Distribution of Health Care Charges
Summary
• Identified clinical factors contributing to health insurance charges, showcasing strong analytical skills and research capabilities
• Examined the reasons behind elevated insurance charges, demonstrating a thorough understanding of the factors influencing healthcare costs
• Conducted a comprehensive analysis to identify significant differences in healthcare charges across diverse regions and assessed the impact of family size on insurance plan costs
• Investigated the correlation between charges and demographics, demonstrating a nuanced understanding of how lifestyle and demographics affect healthcare costs
Pathway-based Phylogenetic Analysis of Flavobacteria
Jan, 2017 - May, 2017
Abstract
This study presents a comprehensive analysis of the evolutionary patterns within the Flavobacterium genus genome through a pathway-based approach. The phylogenetic tree of Flavobacterium genes was reconstructed to elucidate the evolutionary relationships and divergence. Using Python, gene sequences were retrieved and codon frequencies were calculated to understand the genetic composition. Codon frequencies of individual genes were normalized based on percentage and merged with the whole genome data. Distribution analysis for individual genes was conducted using bootstrap techniques, accompanied by p-value calculations, histograms, and quantile-quantile plots generated using R. Codon volatility was assessed by comparing the codon distribution in individual genes to the overall genome distribution in V. Cholerae, yielding significant insights into genetic variability. Notably, seven genes and four proteins were identified as positively selected, highlighting their potential role in evolutionary adaptation and genomic diversity within the Flavobacterium genus. This study contributes to our understanding of evolutionary processes and genetic dynamics, with implications for microbial ecology and evolutionary biology research.
Summary
• Employed a pathway-based approach to reconstruct the phylogenetic tree of Flavobacterium genes.
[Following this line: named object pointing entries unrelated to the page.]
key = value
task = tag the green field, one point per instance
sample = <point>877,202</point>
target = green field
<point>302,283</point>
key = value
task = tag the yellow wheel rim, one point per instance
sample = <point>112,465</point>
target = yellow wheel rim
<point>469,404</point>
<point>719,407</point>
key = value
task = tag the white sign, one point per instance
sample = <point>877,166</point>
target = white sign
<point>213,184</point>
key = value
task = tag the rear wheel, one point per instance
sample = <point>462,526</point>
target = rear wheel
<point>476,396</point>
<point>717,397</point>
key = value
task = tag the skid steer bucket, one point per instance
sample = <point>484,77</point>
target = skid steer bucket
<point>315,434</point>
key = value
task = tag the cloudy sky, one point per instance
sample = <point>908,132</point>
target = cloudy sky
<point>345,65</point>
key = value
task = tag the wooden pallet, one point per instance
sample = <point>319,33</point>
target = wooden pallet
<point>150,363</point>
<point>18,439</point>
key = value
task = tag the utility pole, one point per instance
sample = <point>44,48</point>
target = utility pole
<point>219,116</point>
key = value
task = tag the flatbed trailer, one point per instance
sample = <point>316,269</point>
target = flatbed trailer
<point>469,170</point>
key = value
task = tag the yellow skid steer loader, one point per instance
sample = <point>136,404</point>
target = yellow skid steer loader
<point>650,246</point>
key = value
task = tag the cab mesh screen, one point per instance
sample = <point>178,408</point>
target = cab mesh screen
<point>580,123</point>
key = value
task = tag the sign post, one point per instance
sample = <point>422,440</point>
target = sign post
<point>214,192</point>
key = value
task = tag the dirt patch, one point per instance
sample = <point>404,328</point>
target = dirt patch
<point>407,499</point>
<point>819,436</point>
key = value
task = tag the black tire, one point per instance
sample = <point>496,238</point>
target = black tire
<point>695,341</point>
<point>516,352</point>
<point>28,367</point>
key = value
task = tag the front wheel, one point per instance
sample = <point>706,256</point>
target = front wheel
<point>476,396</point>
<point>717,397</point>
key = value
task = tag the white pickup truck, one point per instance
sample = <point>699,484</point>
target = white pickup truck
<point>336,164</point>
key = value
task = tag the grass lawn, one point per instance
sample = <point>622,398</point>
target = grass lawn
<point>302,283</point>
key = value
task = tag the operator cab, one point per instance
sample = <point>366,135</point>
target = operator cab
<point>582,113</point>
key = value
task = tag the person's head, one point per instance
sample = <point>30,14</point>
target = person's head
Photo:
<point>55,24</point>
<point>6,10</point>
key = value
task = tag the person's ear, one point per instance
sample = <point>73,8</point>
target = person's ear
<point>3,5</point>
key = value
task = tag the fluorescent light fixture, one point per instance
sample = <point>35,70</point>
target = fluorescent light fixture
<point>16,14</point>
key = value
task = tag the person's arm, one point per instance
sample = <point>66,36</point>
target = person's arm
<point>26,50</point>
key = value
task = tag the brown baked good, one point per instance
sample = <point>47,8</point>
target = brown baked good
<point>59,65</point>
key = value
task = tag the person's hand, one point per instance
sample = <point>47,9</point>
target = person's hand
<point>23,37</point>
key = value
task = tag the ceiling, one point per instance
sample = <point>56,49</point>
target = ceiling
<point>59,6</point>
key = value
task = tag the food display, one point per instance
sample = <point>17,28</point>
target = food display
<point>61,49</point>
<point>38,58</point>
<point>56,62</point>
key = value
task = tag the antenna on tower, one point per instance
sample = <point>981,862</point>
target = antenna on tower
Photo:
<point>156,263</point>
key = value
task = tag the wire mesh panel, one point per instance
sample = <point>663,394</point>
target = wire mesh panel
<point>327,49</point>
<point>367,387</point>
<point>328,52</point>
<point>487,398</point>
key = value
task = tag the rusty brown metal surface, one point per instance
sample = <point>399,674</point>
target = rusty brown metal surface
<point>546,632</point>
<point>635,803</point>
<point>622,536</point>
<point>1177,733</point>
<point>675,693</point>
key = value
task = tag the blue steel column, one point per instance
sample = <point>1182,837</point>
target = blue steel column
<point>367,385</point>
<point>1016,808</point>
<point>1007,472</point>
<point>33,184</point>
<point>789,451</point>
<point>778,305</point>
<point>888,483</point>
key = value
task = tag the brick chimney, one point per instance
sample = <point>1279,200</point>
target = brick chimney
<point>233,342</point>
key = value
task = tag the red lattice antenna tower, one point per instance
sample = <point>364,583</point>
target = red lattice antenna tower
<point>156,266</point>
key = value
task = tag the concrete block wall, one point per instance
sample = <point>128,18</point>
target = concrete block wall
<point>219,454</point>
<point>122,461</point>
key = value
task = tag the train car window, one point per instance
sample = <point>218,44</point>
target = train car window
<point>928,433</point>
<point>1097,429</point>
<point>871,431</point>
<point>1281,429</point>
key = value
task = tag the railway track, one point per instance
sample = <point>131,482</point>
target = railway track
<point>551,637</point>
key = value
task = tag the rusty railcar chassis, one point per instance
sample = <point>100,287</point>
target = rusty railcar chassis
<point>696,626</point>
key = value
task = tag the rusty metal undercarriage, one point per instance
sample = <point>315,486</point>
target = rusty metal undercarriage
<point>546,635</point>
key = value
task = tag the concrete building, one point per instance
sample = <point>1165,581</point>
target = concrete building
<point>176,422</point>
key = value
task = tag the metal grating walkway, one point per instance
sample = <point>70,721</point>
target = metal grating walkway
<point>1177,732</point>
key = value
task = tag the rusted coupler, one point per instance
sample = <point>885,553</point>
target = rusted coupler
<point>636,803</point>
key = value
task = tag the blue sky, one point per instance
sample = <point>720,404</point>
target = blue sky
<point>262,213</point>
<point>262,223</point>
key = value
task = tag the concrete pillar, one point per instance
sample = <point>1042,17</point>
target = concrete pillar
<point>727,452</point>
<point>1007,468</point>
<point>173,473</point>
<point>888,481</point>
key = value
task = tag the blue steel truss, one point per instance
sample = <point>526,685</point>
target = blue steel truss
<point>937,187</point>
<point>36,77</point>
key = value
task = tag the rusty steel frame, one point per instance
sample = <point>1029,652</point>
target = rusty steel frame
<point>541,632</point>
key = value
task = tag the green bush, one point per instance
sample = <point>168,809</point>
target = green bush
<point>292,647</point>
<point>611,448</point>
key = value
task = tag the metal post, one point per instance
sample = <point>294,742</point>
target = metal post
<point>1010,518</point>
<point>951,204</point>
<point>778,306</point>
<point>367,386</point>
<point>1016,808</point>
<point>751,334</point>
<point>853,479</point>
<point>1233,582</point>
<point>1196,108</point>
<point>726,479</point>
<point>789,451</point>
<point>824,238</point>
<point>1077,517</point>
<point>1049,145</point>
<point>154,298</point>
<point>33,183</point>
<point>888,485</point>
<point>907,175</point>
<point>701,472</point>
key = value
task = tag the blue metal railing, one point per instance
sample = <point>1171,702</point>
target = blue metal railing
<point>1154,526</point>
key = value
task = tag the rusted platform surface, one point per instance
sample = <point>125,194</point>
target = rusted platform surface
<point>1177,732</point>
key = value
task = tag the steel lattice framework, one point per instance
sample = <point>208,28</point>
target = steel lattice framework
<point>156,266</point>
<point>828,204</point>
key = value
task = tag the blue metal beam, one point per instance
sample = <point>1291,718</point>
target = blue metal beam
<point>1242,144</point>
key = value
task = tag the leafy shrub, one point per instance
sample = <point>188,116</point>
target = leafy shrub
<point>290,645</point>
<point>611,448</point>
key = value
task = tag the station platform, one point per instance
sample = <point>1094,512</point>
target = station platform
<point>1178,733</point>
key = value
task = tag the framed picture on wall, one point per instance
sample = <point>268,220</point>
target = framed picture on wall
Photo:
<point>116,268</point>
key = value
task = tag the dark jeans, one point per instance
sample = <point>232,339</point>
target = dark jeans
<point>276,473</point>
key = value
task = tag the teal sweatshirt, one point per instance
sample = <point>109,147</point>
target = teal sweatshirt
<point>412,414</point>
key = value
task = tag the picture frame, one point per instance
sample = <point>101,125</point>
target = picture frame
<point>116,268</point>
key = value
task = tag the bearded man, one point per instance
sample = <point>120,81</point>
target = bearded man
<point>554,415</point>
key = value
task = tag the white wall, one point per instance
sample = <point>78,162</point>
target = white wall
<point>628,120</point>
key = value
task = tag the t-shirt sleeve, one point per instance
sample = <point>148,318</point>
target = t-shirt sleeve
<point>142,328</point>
• Utilized Python for data retrieval, sequence analysis, and codon frequency calculation.
• Analyzed the evolutionary patterns of the genus tree using bootstraps, random forest techniques, shedding light on genome evolution dynamics within the Flavobacterium genus.
Genome Wide Analysis of Codon Bias in Vibrio Cholerae
June, 2016 - December, 2016
Abstract
This study aims to identify genes responsible for selective pressure based on codon volatility in the Vibrio Cholerae genome strain N16961. Initially, the genome was extracted into 2534 genes using Python. These genes were then categorized based on codon bias, and bootstrapping was performed using t-statistics. The t-statistics test yielded estimated p-values, indicating the significance of codon bias within the genes. The genes with p-values less than 0.05 were considered normally distributed and were integrated to form the genome. The analysis results were visualized using histograms and quantile-quantile plots. The findings reveal that genes with p-values below 0.05 exhibit codon bias, indicating their role in the selective pressure of the genome. This study provides valuable insights into the genomic mechanisms underlying selective pressures in Vibrio Cholerae, offering potential avenues for further research and therapeutic interventions.
Summary
• Utilized Python for codon-based analysis to detect genes under selective pressure.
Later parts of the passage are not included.